Written by Simple Kids editor Kara Fleck
At this time of year, the weather seems to change almost daily. This fluctuation makes weather watching especially fun. Every day there is something new to discover!
Observing the Weather
As long as the conditions are safe to be outside, the kids and I try to be outdoors at least once a day. Sun, rain, or snow, our main method of weather observation is getting out there and experiencing it!
While we’re outside, I encourage the kids to think about what we are experiencing with our senses. We make a note of the temperature and I like to give them some gentle prompting to make observations on their own. This year my third grader is learning to read a barometer as well.
Some Thoughtful Questions to Ask:
- What does it LOOK like outside?
- What does the air FEEL like on your skin?
- What do we HEAR?
- What does it SMELL like outside?
- What should we WEAR on a day like today?
Keeping Track of Your Observations
There are many different options for a homeschooling family wanting to record their weather observations.
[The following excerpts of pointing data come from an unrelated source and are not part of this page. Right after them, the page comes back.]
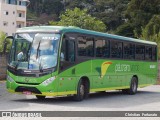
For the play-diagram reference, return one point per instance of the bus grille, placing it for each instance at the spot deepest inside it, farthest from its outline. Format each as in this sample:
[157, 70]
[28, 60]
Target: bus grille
[31, 89]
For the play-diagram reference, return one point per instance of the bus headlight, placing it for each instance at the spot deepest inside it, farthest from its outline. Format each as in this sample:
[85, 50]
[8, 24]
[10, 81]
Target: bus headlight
[9, 78]
[48, 81]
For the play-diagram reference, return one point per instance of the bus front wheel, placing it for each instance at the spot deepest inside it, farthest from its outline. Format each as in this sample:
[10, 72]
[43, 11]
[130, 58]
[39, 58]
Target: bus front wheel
[82, 91]
[133, 87]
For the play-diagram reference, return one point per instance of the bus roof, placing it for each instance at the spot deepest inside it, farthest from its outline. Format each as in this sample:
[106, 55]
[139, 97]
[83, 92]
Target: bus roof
[79, 30]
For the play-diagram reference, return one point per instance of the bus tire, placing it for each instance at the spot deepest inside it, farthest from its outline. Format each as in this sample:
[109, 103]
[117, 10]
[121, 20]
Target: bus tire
[133, 87]
[39, 97]
[82, 91]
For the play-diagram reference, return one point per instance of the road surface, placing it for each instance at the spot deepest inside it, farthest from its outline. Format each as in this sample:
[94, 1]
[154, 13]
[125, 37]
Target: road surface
[147, 99]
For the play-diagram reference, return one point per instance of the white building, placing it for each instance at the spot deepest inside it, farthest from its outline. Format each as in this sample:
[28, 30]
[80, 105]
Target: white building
[12, 15]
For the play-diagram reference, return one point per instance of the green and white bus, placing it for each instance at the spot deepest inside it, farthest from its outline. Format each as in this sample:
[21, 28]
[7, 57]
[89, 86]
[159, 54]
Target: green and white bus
[63, 61]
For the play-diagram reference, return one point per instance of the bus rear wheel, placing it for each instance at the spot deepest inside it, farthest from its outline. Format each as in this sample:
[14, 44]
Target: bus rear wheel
[82, 91]
[133, 87]
[40, 97]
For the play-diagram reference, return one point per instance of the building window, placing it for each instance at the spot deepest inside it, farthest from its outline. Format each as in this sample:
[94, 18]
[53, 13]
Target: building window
[5, 23]
[5, 12]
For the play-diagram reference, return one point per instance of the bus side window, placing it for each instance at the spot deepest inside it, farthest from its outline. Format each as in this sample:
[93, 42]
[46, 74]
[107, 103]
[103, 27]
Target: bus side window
[67, 53]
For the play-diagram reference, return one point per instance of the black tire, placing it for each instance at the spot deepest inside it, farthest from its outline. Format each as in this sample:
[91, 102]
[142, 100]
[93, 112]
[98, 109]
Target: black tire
[82, 91]
[39, 97]
[133, 87]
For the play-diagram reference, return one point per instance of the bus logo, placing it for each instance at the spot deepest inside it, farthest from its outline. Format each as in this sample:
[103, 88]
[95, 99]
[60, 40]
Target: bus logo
[104, 67]
[26, 80]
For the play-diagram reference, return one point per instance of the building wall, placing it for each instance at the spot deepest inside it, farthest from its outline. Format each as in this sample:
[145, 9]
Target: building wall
[12, 16]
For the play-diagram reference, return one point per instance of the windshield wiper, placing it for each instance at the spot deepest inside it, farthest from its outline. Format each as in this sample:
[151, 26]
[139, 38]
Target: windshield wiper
[38, 55]
[38, 49]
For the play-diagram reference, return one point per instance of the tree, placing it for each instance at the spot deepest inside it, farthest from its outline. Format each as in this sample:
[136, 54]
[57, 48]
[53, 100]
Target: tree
[140, 12]
[152, 31]
[2, 37]
[80, 18]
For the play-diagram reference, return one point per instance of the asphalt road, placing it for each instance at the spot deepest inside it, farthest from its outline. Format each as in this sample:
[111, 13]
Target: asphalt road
[147, 99]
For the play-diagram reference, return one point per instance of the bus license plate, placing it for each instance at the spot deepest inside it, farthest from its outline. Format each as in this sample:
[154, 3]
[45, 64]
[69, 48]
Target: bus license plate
[27, 92]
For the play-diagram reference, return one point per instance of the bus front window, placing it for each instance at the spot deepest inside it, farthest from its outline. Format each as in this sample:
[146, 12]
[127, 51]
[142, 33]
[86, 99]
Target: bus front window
[34, 51]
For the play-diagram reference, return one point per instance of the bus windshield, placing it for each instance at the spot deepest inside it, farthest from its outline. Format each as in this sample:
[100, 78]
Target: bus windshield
[34, 51]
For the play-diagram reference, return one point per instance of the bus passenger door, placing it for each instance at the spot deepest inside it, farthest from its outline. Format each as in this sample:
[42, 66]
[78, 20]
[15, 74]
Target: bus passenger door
[67, 71]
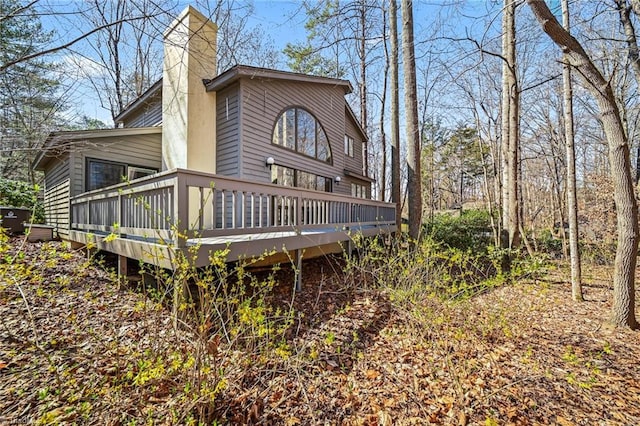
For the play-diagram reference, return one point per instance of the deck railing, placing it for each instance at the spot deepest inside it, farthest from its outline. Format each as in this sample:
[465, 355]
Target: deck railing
[205, 205]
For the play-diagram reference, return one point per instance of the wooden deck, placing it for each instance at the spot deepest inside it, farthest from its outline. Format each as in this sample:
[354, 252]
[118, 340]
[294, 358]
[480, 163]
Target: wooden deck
[153, 218]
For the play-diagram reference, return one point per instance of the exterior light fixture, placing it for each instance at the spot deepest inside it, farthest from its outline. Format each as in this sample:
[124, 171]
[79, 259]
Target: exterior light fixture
[270, 162]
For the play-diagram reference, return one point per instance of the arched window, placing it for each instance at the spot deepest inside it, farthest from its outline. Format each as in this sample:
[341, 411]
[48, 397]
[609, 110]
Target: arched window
[298, 129]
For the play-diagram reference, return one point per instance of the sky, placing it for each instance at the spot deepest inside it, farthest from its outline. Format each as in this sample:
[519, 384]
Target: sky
[282, 20]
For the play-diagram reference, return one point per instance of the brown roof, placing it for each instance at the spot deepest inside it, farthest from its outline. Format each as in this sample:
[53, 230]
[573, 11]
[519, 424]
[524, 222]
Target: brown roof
[239, 71]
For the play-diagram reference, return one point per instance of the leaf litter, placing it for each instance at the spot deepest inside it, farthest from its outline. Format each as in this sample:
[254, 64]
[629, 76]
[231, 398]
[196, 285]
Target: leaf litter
[523, 354]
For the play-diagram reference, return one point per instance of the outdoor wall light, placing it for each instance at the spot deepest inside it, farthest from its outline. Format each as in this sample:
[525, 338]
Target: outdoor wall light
[270, 162]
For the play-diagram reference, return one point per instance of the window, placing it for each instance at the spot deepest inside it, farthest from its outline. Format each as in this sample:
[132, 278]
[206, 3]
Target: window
[104, 173]
[298, 129]
[286, 176]
[348, 145]
[359, 191]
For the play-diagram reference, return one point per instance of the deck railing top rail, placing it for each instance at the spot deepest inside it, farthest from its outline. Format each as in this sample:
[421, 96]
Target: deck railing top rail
[207, 205]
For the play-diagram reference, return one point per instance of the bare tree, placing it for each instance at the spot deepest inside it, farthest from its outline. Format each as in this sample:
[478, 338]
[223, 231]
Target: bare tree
[510, 128]
[572, 199]
[395, 112]
[623, 309]
[414, 190]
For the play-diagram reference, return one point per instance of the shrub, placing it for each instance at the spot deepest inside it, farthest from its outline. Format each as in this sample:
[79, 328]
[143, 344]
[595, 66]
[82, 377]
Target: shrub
[15, 193]
[469, 231]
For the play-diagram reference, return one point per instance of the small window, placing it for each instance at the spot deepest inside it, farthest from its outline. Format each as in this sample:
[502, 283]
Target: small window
[348, 145]
[297, 129]
[358, 191]
[104, 173]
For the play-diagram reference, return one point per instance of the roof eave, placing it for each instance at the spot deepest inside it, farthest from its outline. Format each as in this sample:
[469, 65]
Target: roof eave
[239, 71]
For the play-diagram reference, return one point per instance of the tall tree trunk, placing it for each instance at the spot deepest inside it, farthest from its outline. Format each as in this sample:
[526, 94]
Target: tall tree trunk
[412, 129]
[362, 56]
[383, 107]
[623, 310]
[624, 11]
[395, 113]
[513, 92]
[572, 199]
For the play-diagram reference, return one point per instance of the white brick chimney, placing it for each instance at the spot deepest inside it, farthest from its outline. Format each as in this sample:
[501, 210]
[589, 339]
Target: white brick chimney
[188, 111]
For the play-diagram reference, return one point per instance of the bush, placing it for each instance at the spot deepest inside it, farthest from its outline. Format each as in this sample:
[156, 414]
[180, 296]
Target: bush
[469, 231]
[15, 193]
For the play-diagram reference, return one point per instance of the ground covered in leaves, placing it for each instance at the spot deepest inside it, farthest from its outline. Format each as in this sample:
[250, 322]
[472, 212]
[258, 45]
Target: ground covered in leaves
[76, 347]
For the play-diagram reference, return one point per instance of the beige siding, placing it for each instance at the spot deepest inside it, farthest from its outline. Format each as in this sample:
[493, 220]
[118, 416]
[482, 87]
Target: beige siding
[262, 103]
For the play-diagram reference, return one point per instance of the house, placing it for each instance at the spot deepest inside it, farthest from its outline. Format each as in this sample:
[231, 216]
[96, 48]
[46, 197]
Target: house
[252, 159]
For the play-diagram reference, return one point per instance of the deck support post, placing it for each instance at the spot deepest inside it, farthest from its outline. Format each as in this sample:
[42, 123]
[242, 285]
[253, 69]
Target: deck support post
[122, 268]
[298, 258]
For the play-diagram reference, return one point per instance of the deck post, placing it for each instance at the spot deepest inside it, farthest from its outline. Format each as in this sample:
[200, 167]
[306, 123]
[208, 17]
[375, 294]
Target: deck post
[298, 258]
[122, 268]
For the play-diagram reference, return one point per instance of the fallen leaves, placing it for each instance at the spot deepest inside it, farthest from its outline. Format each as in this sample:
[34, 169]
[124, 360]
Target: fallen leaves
[501, 358]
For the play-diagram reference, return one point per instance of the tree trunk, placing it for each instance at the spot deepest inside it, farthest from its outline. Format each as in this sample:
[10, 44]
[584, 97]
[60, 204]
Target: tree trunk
[412, 129]
[623, 310]
[513, 134]
[572, 199]
[383, 107]
[395, 114]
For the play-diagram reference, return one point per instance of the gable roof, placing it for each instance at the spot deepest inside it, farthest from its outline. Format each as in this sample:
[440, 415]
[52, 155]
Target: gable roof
[235, 73]
[155, 89]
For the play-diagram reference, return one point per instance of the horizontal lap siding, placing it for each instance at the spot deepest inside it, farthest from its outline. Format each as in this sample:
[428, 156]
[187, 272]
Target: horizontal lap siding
[263, 101]
[57, 171]
[56, 194]
[138, 150]
[228, 135]
[354, 164]
[56, 206]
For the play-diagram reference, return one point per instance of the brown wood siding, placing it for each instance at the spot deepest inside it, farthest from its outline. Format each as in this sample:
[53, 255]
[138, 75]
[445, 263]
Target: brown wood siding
[138, 150]
[228, 132]
[57, 171]
[262, 103]
[56, 207]
[146, 116]
[354, 164]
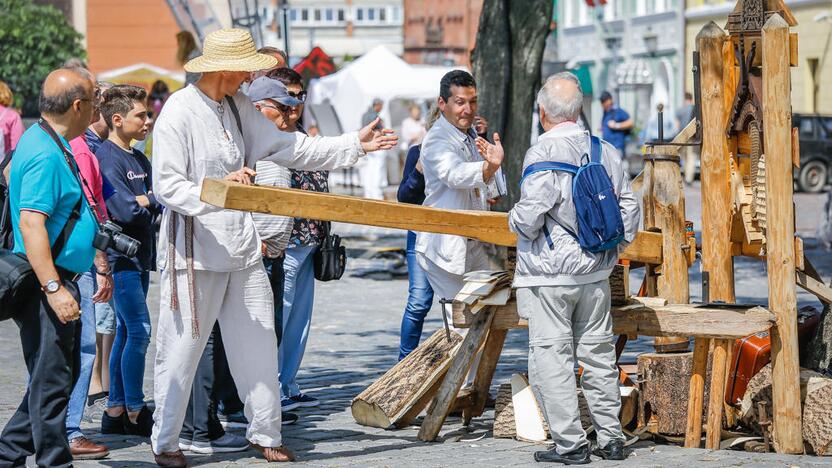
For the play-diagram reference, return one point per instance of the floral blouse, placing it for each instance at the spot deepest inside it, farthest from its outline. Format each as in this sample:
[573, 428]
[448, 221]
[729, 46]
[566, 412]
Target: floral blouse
[308, 232]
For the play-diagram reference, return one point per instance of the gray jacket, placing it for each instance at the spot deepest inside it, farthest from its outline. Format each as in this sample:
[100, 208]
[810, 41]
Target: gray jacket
[546, 197]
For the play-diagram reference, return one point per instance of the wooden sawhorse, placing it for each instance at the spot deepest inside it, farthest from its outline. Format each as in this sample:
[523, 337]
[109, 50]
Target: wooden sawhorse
[645, 316]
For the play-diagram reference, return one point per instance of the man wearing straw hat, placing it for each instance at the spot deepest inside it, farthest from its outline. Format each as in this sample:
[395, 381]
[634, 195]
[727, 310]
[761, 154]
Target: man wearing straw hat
[210, 257]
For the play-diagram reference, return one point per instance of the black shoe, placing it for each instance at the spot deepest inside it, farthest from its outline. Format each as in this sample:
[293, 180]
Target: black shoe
[613, 451]
[288, 418]
[143, 425]
[112, 425]
[575, 457]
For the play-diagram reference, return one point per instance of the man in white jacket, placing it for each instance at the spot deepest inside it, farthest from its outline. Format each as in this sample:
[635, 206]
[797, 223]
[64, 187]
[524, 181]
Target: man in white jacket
[457, 177]
[564, 290]
[210, 258]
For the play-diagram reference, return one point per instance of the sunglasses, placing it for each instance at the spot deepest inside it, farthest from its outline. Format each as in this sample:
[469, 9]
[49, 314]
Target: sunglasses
[300, 96]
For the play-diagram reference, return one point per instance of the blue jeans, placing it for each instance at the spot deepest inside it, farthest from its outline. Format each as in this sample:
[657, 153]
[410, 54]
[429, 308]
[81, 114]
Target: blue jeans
[419, 301]
[298, 297]
[78, 398]
[132, 337]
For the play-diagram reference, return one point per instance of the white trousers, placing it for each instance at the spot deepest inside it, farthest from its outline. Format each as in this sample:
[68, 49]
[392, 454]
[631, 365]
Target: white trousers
[566, 322]
[243, 304]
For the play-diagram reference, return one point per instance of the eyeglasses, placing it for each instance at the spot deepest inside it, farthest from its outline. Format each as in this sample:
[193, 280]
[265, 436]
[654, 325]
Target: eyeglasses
[300, 95]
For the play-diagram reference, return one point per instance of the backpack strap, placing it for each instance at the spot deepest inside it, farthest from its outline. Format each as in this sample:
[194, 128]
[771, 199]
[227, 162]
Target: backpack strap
[595, 149]
[236, 113]
[548, 166]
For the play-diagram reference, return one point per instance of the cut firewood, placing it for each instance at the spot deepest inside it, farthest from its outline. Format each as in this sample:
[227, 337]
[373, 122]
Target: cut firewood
[663, 390]
[396, 398]
[816, 395]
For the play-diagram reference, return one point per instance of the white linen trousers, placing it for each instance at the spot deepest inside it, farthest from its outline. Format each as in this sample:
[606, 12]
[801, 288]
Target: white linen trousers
[243, 304]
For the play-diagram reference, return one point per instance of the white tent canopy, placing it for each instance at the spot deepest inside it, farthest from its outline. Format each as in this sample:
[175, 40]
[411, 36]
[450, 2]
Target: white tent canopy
[377, 74]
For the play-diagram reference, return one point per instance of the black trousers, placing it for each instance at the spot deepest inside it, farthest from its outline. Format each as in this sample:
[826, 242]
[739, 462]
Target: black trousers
[49, 348]
[212, 384]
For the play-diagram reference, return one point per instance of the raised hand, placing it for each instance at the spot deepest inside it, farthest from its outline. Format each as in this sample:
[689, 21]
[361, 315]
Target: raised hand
[375, 140]
[493, 154]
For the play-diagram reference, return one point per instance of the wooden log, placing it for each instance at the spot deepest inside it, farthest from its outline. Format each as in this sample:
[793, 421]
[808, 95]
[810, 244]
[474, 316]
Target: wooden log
[713, 434]
[639, 319]
[485, 372]
[460, 365]
[486, 226]
[716, 196]
[406, 388]
[816, 394]
[780, 233]
[664, 390]
[696, 393]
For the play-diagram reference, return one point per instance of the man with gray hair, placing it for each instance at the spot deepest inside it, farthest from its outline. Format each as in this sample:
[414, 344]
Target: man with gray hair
[563, 289]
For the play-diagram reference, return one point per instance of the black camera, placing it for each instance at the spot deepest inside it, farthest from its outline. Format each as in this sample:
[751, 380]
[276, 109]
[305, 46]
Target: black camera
[109, 235]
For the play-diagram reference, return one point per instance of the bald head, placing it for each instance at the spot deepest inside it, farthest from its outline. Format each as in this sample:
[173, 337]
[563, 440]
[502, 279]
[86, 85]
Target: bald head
[561, 98]
[62, 89]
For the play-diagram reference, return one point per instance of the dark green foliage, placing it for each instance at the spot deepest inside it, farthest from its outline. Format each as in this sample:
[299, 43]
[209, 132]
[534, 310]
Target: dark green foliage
[34, 40]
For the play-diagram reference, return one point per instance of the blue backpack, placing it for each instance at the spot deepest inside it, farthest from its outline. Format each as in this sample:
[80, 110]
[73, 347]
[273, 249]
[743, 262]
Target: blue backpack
[600, 226]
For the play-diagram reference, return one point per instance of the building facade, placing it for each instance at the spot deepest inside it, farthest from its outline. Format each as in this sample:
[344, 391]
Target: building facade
[440, 32]
[342, 28]
[811, 78]
[632, 48]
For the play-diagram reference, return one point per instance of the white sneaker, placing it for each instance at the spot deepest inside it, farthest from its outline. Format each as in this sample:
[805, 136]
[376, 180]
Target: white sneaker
[227, 443]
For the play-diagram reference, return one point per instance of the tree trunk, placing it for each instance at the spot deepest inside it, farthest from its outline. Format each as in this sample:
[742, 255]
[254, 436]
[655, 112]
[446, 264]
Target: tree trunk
[506, 63]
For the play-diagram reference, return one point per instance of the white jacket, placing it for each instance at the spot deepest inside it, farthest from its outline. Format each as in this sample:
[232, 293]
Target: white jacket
[546, 197]
[190, 144]
[453, 180]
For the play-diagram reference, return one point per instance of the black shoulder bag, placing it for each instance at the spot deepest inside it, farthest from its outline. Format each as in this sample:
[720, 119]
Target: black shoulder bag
[17, 279]
[330, 259]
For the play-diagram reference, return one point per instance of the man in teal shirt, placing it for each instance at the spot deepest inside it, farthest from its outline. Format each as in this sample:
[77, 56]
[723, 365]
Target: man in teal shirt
[43, 191]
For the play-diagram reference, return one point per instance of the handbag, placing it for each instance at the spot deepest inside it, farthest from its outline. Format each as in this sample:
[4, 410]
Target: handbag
[17, 279]
[330, 259]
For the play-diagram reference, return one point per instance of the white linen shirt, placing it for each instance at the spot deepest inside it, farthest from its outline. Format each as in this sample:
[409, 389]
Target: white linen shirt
[195, 138]
[453, 180]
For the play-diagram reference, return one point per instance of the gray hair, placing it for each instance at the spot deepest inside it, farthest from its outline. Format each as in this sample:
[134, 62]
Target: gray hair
[562, 106]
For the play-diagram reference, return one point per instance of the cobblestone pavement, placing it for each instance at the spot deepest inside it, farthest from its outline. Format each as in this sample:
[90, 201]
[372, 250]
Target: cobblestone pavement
[354, 339]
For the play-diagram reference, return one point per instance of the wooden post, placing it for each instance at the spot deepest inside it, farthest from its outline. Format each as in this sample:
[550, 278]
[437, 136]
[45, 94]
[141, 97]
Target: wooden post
[693, 433]
[717, 394]
[716, 196]
[780, 235]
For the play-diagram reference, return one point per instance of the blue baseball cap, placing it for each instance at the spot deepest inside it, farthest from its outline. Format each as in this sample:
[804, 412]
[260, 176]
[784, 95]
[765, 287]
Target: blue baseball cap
[269, 88]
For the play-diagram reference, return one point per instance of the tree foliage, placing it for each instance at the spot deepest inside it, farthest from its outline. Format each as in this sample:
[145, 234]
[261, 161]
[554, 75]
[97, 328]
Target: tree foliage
[35, 40]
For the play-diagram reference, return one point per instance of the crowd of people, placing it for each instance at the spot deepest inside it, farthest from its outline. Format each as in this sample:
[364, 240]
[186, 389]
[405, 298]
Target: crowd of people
[88, 205]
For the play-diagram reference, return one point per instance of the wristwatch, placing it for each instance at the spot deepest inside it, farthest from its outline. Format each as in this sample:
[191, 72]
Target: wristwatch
[51, 287]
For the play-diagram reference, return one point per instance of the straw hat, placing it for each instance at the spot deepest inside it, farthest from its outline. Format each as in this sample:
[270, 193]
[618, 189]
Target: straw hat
[230, 50]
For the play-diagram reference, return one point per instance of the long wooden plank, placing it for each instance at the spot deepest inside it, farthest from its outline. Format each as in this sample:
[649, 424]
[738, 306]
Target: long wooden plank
[780, 235]
[486, 226]
[638, 319]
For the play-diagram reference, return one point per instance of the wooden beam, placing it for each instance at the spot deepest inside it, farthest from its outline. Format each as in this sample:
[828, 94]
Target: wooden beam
[696, 392]
[713, 435]
[822, 291]
[650, 320]
[780, 235]
[716, 195]
[486, 226]
[460, 365]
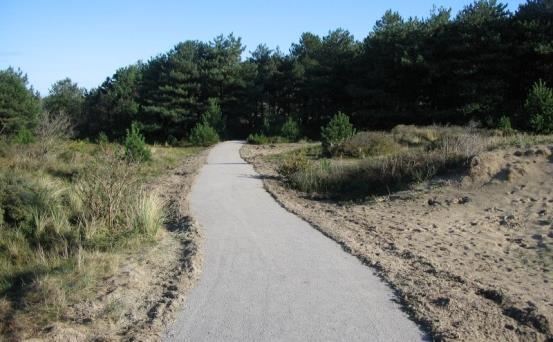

Today I’m sharing with you two fun methods that our family has used.
A Weather Tree
Last year, our family made a weather tree. (You’ll notice my toddler helped fill in the weather tree as well.)
I have noticed a few variations of this, but here is what we did:
- First, we photocopied a picture of a tree from the book All Year ‘Round (you could draw your own tree, too)
- We assigned a color code for different types of weather.
- Each day we would observe the weather and then color in the date’s leaf with the appropriate colored pencil.
A Weather Spinner
This year, prompted by our Oak Meadow 3rd grade syllabus, we made a weather spinner.
- I drew a large circle on a piece of paper.
- Jillian colored a picture with weather that was sunny, snowy, rainy, and windy.
- Then we made an arrow and cut out both the arrow and the circle.
- We attached the arrow to the center of the picture with a brad.
- We glued them to a piece of cardboard, being careful to place glue only around the edge of the circle so that our arrow was free to spin around the chart.
Our finished weather chart hangs on our bulletin board, waiting for us to move the arrow to the corresponding weather each day.
- Weather song and Printable Chart (scroll down the page) ::: 1+1+1=1
- Weather Words Lapbook ::: Homeschool Share
- Cloudy With a Chance of Meatballs unit study ::: Homeschool Share
- Printable Weather Journaling Page (scroll down) ::: Donna Young
- Weather Song ::: Rockin’ Granola
As my kids get older, I know that our weather studies will grow more complex. For now, though, we are all enjoying these simple weather study charts and our daily time outdoors – rain or shine!
How do you incorporate weather study in your homeschool? Do you have a favorite method for charting your observations?